サテイエは 遠く深くにある記憶を呼び起こそうと静かに目を閉じた。
そして、まずはサテイエ自身の幼い時の話からをマリュウに聞かせた。
ちょうど60年前に この世に生を享け
山間の農家で育ったが、10歳の頃にカウチシティに一家でやって来たこと。
女学生だった頃の思い出話や その当時の生活の様子…
結婚して間もなく愛する夫トニーが戦争に行ったこと。
しかし休戦後、無事に生還し、長男マスリの誕生…
そして、長女シーリャ・次男ツエル・次女ミワリィ・三男セエイと
男・女・男・女・男の順番に見事 子供を産み分けたこと。
その後、トニーが病に倒れ看病に明け暮れる日々…そしてトニーの死。
だが そんな不幸の中におかれても
長女シーリャと次男ツエルは幼い頃からの秀才で サテイエにとって誇りに思えたこと。
次女ミワリィは器量が良く そして弟セエイの面倒をよくみたこと。
シーリャとミワリィが嫁いで行った時の話…などなど
それら 悲しかったこと 楽しかったことを ゆっくりとマリュウに話して聞かせた。
マリュウも 自分の生まれる何十年も前のことなのに
あたかも 今 目の前で起こっている出来事のように感じながら聞き入っていた。

「マスリのことも話さないといけないね。

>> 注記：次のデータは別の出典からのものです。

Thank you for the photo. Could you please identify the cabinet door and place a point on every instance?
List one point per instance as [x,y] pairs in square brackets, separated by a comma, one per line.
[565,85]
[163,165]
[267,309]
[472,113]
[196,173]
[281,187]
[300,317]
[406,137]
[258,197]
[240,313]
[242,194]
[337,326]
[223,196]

」
そう言って、途端に表情を曇らせてしまったサテイエだったが
「そうだね… 今日は きっと このことを話すために
 神様がマリュウと一緒にいられる時間を作ってくれたんだ。」

長男マスリは、マリュウが生まれる二年前に この世を去っている。
マリュウは 伯父マスリが どんな人物であったのか 今日まで知らない。
マスリにいったい何があったのか?
マリュウの母は 今 何処にいるのか?
そして、夢に出てきたアースクラスとは?
多くの謎が今、一つ一つサテイエの口から解かれようとしていた。